Ahmet Sarı, hikâyelerini birkaç cümle veya paragraf ile anlatıyor. Rafine ve yoğun bir anlatı söz konusu. Konu ve tema zenginliği bir ormanı andırıyor: her adımda başka bir varoluşun tezahür ettiği, kaotik kalabalığın görünmez bağlarla bir birine eklemlendiği bir hikâye ormanı.
- Kitabın başında bir Dostoyevski alıntısı var: “Her şeyi anlıyorum ve bu beni öldürecek.” Kitabı en doğru anlatacak ifade bu olabilir: Ahmet Sarı ölürken her şeyi anlamaya çalışıyor.
Ve ne iyi ki yazarak bu çabasını paylaşıyor. Udi Aloni - Tamer Nafar, Merkel, Putin, Madaline Albrihgt, Mercedes Kadir, Yattara gibi bilinen isimler, Kızıl Meydan, Yayha Efendi Çıkmazı gibi bilindik mekânlar o kadar doğal bir şekilde ele alınıyor ki okuyucu özgün bir metin mi yoksa arşivlerden alınmış bir haber metni mi okuduğu konusunda tereddüde düşebilir.

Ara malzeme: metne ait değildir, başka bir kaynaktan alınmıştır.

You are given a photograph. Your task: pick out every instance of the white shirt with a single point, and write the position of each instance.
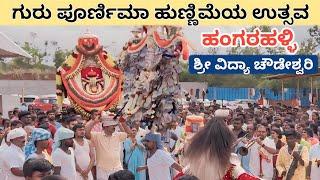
(315, 155)
(15, 160)
(83, 158)
(3, 148)
(159, 164)
(66, 162)
(178, 131)
(267, 165)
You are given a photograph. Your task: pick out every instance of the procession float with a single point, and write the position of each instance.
(89, 77)
(150, 62)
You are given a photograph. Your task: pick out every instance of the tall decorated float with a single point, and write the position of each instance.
(150, 62)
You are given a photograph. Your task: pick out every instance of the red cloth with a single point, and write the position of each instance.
(49, 149)
(178, 176)
(244, 176)
(228, 176)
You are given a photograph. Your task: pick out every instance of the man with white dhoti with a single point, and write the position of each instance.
(261, 155)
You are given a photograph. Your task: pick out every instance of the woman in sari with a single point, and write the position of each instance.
(135, 155)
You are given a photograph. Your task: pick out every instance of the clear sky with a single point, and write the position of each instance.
(112, 37)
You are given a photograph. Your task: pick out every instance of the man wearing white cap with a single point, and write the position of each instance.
(107, 144)
(13, 157)
(63, 157)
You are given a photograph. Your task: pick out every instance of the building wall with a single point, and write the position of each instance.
(194, 87)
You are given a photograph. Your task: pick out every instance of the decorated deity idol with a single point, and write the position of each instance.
(89, 77)
(150, 61)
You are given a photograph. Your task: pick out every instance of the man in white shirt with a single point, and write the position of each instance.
(311, 110)
(14, 156)
(63, 157)
(140, 132)
(313, 171)
(159, 161)
(261, 155)
(84, 153)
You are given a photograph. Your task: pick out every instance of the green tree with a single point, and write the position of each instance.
(60, 56)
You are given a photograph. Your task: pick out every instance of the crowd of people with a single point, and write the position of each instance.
(275, 142)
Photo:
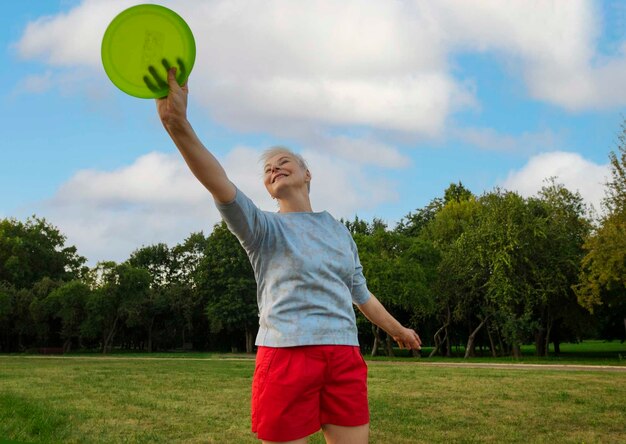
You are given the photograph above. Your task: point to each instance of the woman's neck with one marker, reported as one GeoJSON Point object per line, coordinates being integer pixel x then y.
{"type": "Point", "coordinates": [295, 203]}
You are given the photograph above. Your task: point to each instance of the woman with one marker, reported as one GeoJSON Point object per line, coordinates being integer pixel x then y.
{"type": "Point", "coordinates": [309, 372]}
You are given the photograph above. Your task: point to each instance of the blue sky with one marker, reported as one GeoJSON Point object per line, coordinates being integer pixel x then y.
{"type": "Point", "coordinates": [389, 102]}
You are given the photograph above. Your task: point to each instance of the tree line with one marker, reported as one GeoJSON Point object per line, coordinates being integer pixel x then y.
{"type": "Point", "coordinates": [488, 273]}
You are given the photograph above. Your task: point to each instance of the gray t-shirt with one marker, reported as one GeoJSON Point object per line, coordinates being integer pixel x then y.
{"type": "Point", "coordinates": [307, 270]}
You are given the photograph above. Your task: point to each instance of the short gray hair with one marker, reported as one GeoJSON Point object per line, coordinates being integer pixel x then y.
{"type": "Point", "coordinates": [279, 149]}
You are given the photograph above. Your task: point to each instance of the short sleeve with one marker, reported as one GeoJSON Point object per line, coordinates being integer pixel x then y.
{"type": "Point", "coordinates": [360, 292]}
{"type": "Point", "coordinates": [244, 219]}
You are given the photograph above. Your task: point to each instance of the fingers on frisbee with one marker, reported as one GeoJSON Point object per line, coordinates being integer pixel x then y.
{"type": "Point", "coordinates": [175, 75]}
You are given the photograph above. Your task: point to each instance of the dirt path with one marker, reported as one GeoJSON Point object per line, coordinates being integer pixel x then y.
{"type": "Point", "coordinates": [502, 366]}
{"type": "Point", "coordinates": [558, 367]}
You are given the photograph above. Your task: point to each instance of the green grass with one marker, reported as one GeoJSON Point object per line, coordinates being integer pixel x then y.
{"type": "Point", "coordinates": [131, 400]}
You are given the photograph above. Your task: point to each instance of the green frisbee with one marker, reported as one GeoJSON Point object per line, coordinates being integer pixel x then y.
{"type": "Point", "coordinates": [141, 44]}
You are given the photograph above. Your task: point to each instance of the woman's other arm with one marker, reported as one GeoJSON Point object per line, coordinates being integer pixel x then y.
{"type": "Point", "coordinates": [377, 314]}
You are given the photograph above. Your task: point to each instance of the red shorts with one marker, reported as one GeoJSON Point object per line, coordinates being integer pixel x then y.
{"type": "Point", "coordinates": [297, 389]}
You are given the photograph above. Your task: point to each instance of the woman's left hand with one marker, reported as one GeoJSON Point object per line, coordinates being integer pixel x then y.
{"type": "Point", "coordinates": [408, 338]}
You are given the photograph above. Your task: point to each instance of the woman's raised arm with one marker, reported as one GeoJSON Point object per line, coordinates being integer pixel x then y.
{"type": "Point", "coordinates": [173, 113]}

Aynı etki gerçeküstü anlatılarda da gerçeklik ve doğruluk sınırının belirsizleşmesi ile görülüyor. Yazar daracık bir alanda başarılı atmosferler oluşturuyor. Ahmet Sarı daha önce hiç duymadığımız, hiç görmediğimiz hikâyeler anlatmıyor. Hatta gözümüzün önündekileri tekrar tekrar gösteriyor. Ve bunu o kadar ustalıkla yapıyor ki çarpılmamak mümkün değil. Ustalığı, fazlalıkların tamamından kurtularak saf hikâyeyi olabildiğince net bir biçimde ortaya koymasında. Anlatının ne dili aksıyor ne temposu bozuluyor.